In more severe cases of heart disease, surgical procedures may be required to reestablish an adequate flow of blood to the heart muscle. There are a number of surgical techniques that can be applied for revascularization.
Different Stages of Heart Disease
May Require Different Surgical Procedures
Coronary artery bypass graft
When blood vessels in the heart are severely clogged, it may be necessary to “reroute” the blood stream. This common surgical procedure clears the way for blood to reach the heart muscle by bypassing a blockage. To achieve this, a blood vessel is usually removed from the patient’s leg and then sewn into a place in the heart to build a detour around the blocked artery.

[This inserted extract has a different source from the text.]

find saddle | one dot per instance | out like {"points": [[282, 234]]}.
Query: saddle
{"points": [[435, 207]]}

Percutaneous transluminal coronary angioplasty (PCTA), or abbreviated, angioplasty, uses a balloon-tipped catheter to re-open clogged blood vessels. The device is inserted into an artery near the blocked blood vessel and then maneuvered toward it. Once the blockage is reached, the small balloon is inflated, which opens the blood vessel by flattening the clogging plaque against the blood vessel wall. Once the catheter is removed, blood can again flow more freely. Angioplasty alone does not always clear blood vessels permanently. That is why the procedure is often followed by the installation of coronary stents, which are small devices that can hold blood vessels open.
A stent is small cage-like structure made of stainless steel. Because it is collapsible, it can be reduced in size enough to be inserted and threaded through the arteries. Once the stent is maneuvered inside a blocked vessel in the heart, it is expanded and left permanently in place to keep the vessel open and permit normal blood flow. This procedure is better suited to reduce the risk of re-clogging of the arteries than angioplasty alone.
Atherectomy is technically similar to angioplasty. Again, a catheter is inserted into a clogged blood vessel. Instead of a balloon-like device to open the vessel by widening it, a rotating metal blade is attached to the catheter. Plaque then is removed from the vessel wall by the rotating blade. Newer versions of this procedure have replaced the blades with laser technology.